Eu to num temporal mas o temporal tá na minha frente

Eu só vejo raios, eu só ouço trovões e aparecem um atrás do outro, formando clarões

Eu não conseguia ver, mas agora eu vejo 

As vendas vendidas se desvendaram num lampejo

Mas, por mais que eu tente retornar para o presente

Sair da minha mente, voltar pro lugar

Voltar a não saber

A confiar

Porque agora que eu sei, eu sei o que eu devo fazer por você

E no que você me tornou

E eu daria o mundo pra não ser esse ser

Eu esfrego, esfrego sem parar aquele lugar

Mas a tatuagem não sai com água

Por que agora eu sei, essa culpa é minha mágoa

Eu ranjo, eu rosno e corroo até torrar

Minhas cordas vocais vibrando com verdades vitais e violentas

Que eu preciso falar, que você precisa ouvir

Minha língua se revolta com a revolução pesada do silêncio

Mas o som se tranca na minha garganta

Um acúmulo incômodo que eu engulo a seco

Dizem que a mãe sabe de tudo, mas e se tiverem coisas que a mãe não sabe 

Ela te trata como joia rara mas é fã da Scarlett O’hara

Você sempre diz que eu sou o seu reflexo

Mas eu não consigo me esconder atrás do seu sorriso

E pelo que eu to vendo

Nós estamos de lados opostos de um vidro espelhado

Eu e você contra o mundo?

Mas o mundo quer me destruir de formas que você nunca vai conseguir entender ou sentir

Então como você vai saber o que eu vivi?

Eu sangrei por sofrer em silêncio

Então, hoje eu quero falar, gritar e berrar até cada palavra dentro mim se dissipar

Só por saber, por perceber que eu deixei acontecer

Os meus dedos limpos, agora marcados cheios de pecados daqueles passados com palavras que eu não direi

Com dragões que eu não matei

Eu herdei o pecado e eu me tornei o monstro que me deu à luz.

Ginny (série Ginny e Geórgia, 2021)

O poema recitado por Ginny é uma condensação daquilo que ela vive de forma difusa na série: a dor de crescer em um ambiente marcado por segredos, responsabilidades invertidas e fronteiras familiares confusas. Mais do que palavras bonitas, ele revela o sofrimento de uma jovem que carrega pesos emocionais que não pertencem à sua geração. Essa experiência, tão presente em muitos contextos familiares, mostra como o não-dito, as histórias mal elaboradas e os pactos silenciosos atravessam o desenvolvimento dos filhos, produzindo marcas profundas em sua saúde mental.

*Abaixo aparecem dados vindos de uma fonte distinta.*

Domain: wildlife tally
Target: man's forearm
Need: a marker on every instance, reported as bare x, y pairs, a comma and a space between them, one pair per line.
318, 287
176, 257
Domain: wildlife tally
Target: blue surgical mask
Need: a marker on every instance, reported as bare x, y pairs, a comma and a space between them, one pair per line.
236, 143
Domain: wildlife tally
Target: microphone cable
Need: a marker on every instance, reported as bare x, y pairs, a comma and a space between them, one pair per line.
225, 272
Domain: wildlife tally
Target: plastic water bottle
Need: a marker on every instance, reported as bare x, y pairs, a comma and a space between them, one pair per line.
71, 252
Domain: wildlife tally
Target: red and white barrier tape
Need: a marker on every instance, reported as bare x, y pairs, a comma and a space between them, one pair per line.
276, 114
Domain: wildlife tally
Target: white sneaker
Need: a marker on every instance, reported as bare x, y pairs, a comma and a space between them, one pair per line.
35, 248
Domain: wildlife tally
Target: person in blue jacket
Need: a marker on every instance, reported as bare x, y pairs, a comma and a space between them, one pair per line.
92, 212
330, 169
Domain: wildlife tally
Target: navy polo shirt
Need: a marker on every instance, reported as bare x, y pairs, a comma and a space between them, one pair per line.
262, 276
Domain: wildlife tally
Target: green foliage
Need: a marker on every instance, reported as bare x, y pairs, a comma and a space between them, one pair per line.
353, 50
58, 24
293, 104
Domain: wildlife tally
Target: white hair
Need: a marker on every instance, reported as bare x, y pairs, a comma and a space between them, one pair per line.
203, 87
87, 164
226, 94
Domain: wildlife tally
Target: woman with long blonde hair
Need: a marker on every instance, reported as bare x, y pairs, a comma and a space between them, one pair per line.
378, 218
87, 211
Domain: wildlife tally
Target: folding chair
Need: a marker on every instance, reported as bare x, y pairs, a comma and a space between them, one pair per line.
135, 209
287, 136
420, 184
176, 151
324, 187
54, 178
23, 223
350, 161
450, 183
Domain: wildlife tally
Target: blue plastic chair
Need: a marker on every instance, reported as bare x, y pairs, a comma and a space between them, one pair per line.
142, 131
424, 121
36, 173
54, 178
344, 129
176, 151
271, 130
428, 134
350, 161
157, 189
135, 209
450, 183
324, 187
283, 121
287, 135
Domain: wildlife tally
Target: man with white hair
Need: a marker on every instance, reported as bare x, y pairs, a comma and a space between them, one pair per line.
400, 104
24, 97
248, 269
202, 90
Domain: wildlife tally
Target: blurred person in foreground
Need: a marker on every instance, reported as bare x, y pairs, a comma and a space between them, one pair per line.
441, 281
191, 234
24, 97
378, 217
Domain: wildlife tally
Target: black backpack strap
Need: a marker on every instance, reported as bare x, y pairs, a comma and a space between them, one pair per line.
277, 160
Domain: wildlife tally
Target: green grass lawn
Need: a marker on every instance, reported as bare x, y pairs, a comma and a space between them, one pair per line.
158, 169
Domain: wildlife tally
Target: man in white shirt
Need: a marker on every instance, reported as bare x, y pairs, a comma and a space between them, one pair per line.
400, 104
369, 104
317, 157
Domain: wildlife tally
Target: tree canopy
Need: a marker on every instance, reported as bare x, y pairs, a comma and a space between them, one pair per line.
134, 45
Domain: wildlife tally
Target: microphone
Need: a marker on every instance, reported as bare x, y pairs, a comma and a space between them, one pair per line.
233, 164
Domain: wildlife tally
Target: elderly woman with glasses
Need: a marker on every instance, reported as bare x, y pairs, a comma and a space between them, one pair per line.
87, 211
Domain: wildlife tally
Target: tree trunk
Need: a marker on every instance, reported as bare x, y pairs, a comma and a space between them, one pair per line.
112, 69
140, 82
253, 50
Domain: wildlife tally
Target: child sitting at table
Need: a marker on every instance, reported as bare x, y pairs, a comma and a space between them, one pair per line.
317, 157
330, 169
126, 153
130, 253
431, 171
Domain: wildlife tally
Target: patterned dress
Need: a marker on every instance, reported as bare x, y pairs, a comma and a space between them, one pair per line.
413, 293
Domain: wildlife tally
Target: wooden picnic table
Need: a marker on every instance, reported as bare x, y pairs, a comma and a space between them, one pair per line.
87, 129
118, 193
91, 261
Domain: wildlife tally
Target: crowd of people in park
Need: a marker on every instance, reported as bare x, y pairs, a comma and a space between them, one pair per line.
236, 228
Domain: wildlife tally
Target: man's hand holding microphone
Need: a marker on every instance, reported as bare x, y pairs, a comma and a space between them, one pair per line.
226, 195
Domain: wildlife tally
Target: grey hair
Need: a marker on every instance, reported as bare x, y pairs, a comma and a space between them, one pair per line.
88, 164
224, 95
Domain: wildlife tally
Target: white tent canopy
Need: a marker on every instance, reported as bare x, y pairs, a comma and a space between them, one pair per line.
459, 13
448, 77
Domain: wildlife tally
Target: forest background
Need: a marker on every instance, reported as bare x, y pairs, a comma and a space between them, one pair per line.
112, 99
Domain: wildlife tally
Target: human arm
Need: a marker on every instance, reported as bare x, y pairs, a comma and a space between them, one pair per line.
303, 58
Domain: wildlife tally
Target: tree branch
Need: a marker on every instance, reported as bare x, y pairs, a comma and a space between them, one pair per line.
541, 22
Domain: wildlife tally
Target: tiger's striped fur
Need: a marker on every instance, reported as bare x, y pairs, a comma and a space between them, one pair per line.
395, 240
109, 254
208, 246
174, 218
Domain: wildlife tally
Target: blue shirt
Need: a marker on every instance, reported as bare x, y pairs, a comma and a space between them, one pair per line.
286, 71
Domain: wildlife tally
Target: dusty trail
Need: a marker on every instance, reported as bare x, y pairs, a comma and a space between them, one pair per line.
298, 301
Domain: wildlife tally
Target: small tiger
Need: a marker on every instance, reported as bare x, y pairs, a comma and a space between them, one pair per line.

Ginny se sente entre dois lugares: de um lado, a lealdade quase inevitável à mãe, que, apesar de suas falhas, é também fonte de amor e proteção; de outro, a necessidade de se diferenciar, de construir sua própria identidade e não repetir os ciclos de dor que herdou. Essa tensão permanente gera ansiedade, culpa e sensação de inadequação. Ela não sabe se rompe ou se permanece, se protege a mãe ou se protege de si mesma – e é nesse campo de contradições que sua subjetividade vai se formando.

O poema, portanto, é uma forma de romper o silêncio. Ao falar, Ginny dá visibilidade ao que costuma ficar encoberto: os efeitos do passado dos pais sobre os filhos, a carga emocional que atravessa gerações e a dificuldade de sustentar uma relação onde amor e ferida coexistem. Ao mesmo tempo, é também um ato de resistência: colocar em palavras sua dor é a tentativa de não se aprisionar totalmente nos padrões herdados.

Assim, o poema pode ser lido como um grito de alguém que não quer carregar sozinha as marcas de sua família. É um reflexo de como os conflitos e segredos familiares impactam diretamente o bem-estar psíquico dos jovens, mas também revela a potência da fala, da expressão e da coragem de nomear a dor como caminhos possíveis para a transformação.